En 2014, el presidente prorruso de Ucrania elegido democráticamente, Víktor Yanukóvich, fue derrocado en Kiev y sustituido por un régimen prooccidental. En lugar de perder Sebastopol, la histórica base naval rusa en Crimea, Putin tomó la península y la declaró territorio ruso.

Teddy Roosevelt robó Panamá con un remordimiento similar.

Lo que nos lleva a la actualidad. Independientemente de lo que pensemos de Putin, no es Stalin.
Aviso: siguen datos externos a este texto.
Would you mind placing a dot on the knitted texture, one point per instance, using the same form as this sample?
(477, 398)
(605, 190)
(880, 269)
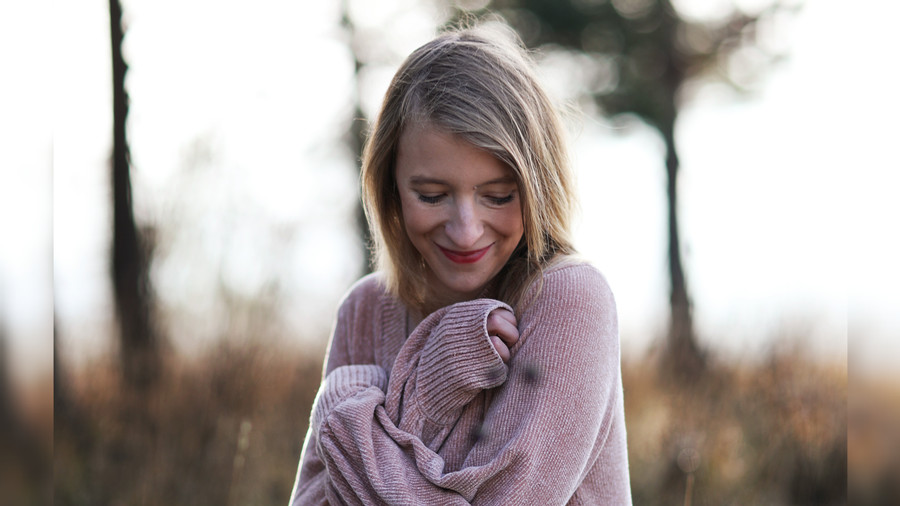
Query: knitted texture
(436, 417)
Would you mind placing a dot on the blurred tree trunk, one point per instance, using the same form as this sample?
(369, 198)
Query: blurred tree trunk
(683, 358)
(138, 341)
(356, 138)
(654, 51)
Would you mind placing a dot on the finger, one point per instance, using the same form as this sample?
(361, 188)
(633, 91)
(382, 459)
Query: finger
(498, 326)
(504, 329)
(501, 348)
(505, 314)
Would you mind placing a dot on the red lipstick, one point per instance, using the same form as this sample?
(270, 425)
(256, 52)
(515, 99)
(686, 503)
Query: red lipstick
(465, 257)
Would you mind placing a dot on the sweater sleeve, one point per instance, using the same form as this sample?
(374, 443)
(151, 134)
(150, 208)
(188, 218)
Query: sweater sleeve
(553, 432)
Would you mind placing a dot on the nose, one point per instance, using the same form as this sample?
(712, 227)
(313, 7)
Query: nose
(464, 228)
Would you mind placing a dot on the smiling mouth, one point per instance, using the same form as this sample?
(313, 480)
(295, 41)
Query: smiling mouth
(464, 257)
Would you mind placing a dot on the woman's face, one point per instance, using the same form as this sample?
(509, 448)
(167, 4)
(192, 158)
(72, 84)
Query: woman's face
(461, 209)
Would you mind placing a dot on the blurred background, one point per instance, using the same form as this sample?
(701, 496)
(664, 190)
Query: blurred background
(170, 266)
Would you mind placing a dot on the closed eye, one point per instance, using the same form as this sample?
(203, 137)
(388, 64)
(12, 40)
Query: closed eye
(430, 199)
(499, 201)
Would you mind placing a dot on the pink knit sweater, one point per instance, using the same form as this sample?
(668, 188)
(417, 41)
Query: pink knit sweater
(436, 417)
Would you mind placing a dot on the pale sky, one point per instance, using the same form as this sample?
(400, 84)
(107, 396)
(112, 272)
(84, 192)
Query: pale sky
(787, 195)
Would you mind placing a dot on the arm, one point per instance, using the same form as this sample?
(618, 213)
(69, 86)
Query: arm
(558, 415)
(345, 381)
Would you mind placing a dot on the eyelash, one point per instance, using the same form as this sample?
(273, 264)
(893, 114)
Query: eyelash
(497, 201)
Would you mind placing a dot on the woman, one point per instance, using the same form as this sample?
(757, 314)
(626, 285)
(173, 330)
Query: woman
(480, 363)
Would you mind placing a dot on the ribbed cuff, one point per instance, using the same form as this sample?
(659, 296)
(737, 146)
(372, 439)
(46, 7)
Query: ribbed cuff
(459, 361)
(342, 383)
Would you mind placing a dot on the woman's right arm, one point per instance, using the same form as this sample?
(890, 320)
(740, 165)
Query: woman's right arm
(398, 414)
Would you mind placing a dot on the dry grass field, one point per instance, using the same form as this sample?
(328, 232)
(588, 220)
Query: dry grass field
(226, 428)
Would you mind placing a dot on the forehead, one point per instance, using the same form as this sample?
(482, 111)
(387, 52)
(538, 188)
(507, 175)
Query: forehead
(426, 153)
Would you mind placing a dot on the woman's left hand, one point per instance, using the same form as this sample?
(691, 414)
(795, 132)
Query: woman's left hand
(502, 331)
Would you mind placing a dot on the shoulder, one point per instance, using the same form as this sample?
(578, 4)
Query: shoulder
(575, 282)
(364, 295)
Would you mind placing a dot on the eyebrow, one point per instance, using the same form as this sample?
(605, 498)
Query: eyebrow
(423, 180)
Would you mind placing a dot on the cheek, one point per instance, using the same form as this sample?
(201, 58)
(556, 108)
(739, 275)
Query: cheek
(417, 221)
(511, 224)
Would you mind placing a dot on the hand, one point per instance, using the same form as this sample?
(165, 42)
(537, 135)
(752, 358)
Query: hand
(502, 331)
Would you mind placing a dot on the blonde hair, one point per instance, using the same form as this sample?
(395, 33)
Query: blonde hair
(479, 84)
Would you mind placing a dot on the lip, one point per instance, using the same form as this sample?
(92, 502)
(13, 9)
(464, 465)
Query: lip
(464, 257)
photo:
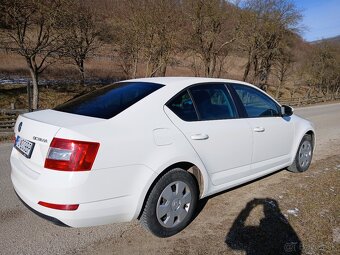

No ha asesinado a millones de personas ni ha creado un archipiélago gulag. Tampoco es «irracional», como dicen algunos expertos. No quiere una guerra con nosotros, que sería peor que la ruina para ambos.

Putin es un nacionalista ruso, un patriota, un tradicionalista y un realista frío e implacable, que busca preservar a Rusia como la gran y respetada potencia que una vez fue y que cree que puede volver a ser.

Pero no puede serlo si la expansión de la OTAN no se detiene o si su estado hermano de Ucrania pasa a formar parte de una alianza militar cuyo orgullo es haber ganado la Guerra Fría contra la nación a la que Putin ha servido toda su vida.

El presidente Joe Biden promete casi cada hora que «no vamos a ir a la guerra en Ucrania». ¿Por qué, entonces, no descarta de buena gana el ingreso de Ucrania en la OTAN, lo que, en caso de convertirse en miembro, nos obligaría a hacer algo que, según el propio Biden, los estadounidenses, por nuestra propia supervivencia, nunca deberíamos hacer: entrar en guerra con Rusia?